6話
コンコン、日が暮れてしばらくした頃再び戸を叩く音が響いた。今回の相手はわかっているので戸惑うことなく相手を迎え入れた。
「今からですか?」
「ああ」
口数の少ない十代に案外無口なのか、と一人解釈し脱いでいたレッドのジャケットを羽織った
「じゃあ行きましょうか」
なまえの声だけでも可笑しな動悸が身体を支配する。もっと沢山話してえのに。なまえともデュエルをしてみたい。お、デュエルのこと考えてたら意外といけるかもしれない。
「あのさ、なまえ」
「なんですか?遊城くん」
遊城くん、と放たれた台詞に肩をガクッと落ちてしまった。遊城くん、遊城くん………
「別に、昼みたいに名前でいいんだけど」
ポロリと出てしまった内容に内心うあああ、と悶える十代。
ていうかホントになんなんだこれは!なまえ見てたらこう…ヒーローと出会ったときとは違うどきどきがおこる。
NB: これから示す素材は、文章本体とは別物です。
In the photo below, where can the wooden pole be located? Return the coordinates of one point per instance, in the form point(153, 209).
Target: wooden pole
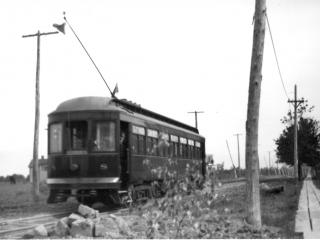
point(238, 134)
point(295, 146)
point(234, 167)
point(296, 104)
point(35, 165)
point(252, 124)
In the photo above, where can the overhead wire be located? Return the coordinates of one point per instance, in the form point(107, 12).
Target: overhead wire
point(276, 57)
point(112, 94)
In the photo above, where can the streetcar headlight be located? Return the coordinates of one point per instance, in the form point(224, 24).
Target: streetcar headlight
point(74, 167)
point(103, 166)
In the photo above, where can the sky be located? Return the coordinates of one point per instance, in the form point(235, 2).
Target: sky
point(170, 56)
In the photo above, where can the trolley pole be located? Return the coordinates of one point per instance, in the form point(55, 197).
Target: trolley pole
point(296, 104)
point(196, 117)
point(35, 165)
point(252, 123)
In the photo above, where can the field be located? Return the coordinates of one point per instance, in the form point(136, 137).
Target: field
point(227, 214)
point(16, 201)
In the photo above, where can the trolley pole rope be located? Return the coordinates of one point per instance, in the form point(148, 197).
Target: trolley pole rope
point(64, 17)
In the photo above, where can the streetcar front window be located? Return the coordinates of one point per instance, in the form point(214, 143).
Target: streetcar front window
point(55, 135)
point(105, 137)
point(77, 135)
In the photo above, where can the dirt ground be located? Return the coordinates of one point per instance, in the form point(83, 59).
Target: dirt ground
point(224, 220)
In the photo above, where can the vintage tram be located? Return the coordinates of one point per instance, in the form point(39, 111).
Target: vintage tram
point(98, 148)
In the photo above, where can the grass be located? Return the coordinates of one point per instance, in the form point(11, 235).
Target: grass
point(16, 201)
point(227, 214)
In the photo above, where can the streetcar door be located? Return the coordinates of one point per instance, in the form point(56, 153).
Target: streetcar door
point(124, 142)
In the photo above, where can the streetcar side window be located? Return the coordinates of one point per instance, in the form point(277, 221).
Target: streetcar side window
point(198, 150)
point(77, 135)
point(55, 135)
point(138, 140)
point(105, 136)
point(174, 145)
point(163, 144)
point(190, 148)
point(152, 142)
point(183, 147)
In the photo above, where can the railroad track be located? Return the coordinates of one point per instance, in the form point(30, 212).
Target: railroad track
point(17, 228)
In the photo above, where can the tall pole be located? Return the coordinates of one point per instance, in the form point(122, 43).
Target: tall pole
point(252, 124)
point(196, 117)
point(238, 134)
point(296, 103)
point(35, 165)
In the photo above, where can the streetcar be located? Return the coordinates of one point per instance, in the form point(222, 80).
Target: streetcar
point(100, 149)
「え、ええええと…あと、敬語も要らないし、気軽に話しかけてくれて構わないぜ?」
「あ…うん。十代、くん…」
カンカンカンと階段を降り、万丈目の部屋に向かって歩いてる一方、部屋で待機組メンバーは
「なまえに向ける気持ちに気がついてないに3000DP」
「同じく」
「僕もッス」
「俺もザウルス」
「オイオイ、これじゃあ賭けにならないだろう」
三沢が、あと俺もだ。勝ち目のない勝負はしないよ。と肩を竦めた。
「ていうかなんでああも…あからさまなのかしら」
「アレじゃないか?」
「あれ………?」
「今が初恋」
(((ああ……)))
(ていうか、他の感情がわからない)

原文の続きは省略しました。